Comparison of the accuracy of each network for different noise parameters (a) Gaussian noise standard deviation \(\sigma \) (b) Salt & Pepper probability p, with and without the use of denoising algorithms (DNo) for restoration.

Fig. 4.
figure 4

Heatmaps representing the results obtained on MNIST (left), CIFAR-10 (center) and SVHN (right).

Next, results comparing models when classifying all dataset versions are presented using the heatmaps of Fig. 4. Each row in a heatmap represent a version of the training set, while each column displays the results for a version of the test set. As demonstrated in [4], models tend to achieve their best accuracy when classifying data that has the same quality as the data used to train them. Nevertheless, depending on the training set, different generalization capability is achieved. This is demonstrated by models whose results are similar to their best, even when classifying data affected by other types of noise. To compare the noise resilience of these models, Table 3 show the mean and standard deviation accuracies obtained by each classifier over all test set versions (the mean and standard deviation of each row of each heatmap).

Table 3. Average accuracy and standard deviation (in percentages) for each model in all test set versions.

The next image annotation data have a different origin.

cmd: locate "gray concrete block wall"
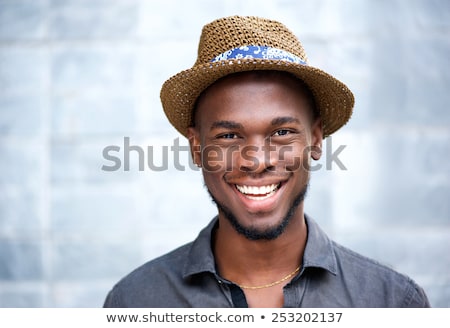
[0,0,450,307]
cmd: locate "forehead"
[195,71,313,127]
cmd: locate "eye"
[273,129,292,137]
[217,133,238,139]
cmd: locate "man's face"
[189,73,322,239]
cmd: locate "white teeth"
[236,184,278,196]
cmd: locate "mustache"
[223,170,292,183]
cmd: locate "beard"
[205,183,308,240]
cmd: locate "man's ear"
[311,118,323,161]
[187,127,202,167]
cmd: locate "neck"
[214,208,307,286]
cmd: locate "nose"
[237,138,277,173]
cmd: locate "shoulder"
[332,241,429,307]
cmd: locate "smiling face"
[189,72,322,239]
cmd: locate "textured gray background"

In this comparison, the network trained with the original dataset is used as a baseline scenario, given that this network has no previous knowledge of any type of noise, while the others have already seen noisy images in some level. Therefore, networks trained with noisy images have an advantage when dealing with noise in future data even when it occurs at a different level. For the MNIST dataset, models trained on the original data obtained an average accuracy of \(93.13\%\) and a standard deviation of \(9.68\%\), while the best overall result of \(97.27 \pm 1.74\%\) was obtained by the model trained using images affected by salt & pepper noise (with \(p = 0.3\)). On the CIFAR-10 dataset, the best average results (\(57.83 \pm 13.71\%\)) were obtained by the model trained with data corrupted by salt & pepper with \(p = 0.4\) and restored using the median filter. The model trained using the original data obtained \(43.50 \pm 21.84\% \). Lastly, in the SVHN dataset, the model trained on the original dataset obtained a overall \(68.21 \pm 24.64\%\) accuracy, against \(83.41 \pm 11.47\%\) obtained by the model trained with images affected by salt & pepper noise (\(p = 0.2\)).

Nevertheless, it is possible to notice that some models are better at generalising to other types of noise. For instance, in the MNIST dataset, most models trained with salt & pepper noise obtained were able to achieve results around 0.6 or higher, while the other model did not.

To facilitate reproducibility of our experiments, our code is publicly available at http://github.com/tiagosn/dnnnoise2017.

4 Conclusions

We analysed the behaviour of deep convolutional neural networks when dealing with different types of image quality. Our study covered images affected by s&p and Gaussian noise and their restored versions. Although noise injection in the training data is a common practice, our systematic methodology provide a better understanding of the behaviour of the models under noise conditions. The results indicate that training networks using data affected by some types of noise could be beneficial for applications that need to deal with images with varying quality, given that it seems to improve the resilience of the network to other types of noise and noise levels.

Concerning denoising methods, images restored with the median filter, when compared against images with s&p noise, were able to improve the accuracy in data with the same quality. Nevertheless, models trained with s&p noise usually obtained a better noise resilience. Restoring images with NLM resulted, for the most part, in a decrease in performance. This was probably due to the removal of relevant information caused by NLM smoothing. Hence, better results might be achieved with a different parameter choice.

As future work we intend to explore deeper models such as VGG [14] and ResNets [7]. These experiments should also include neural networks designed to be robust to noise such as in [6]. Moreover, we aim at conducting experiments in larger datasets like ImageNet.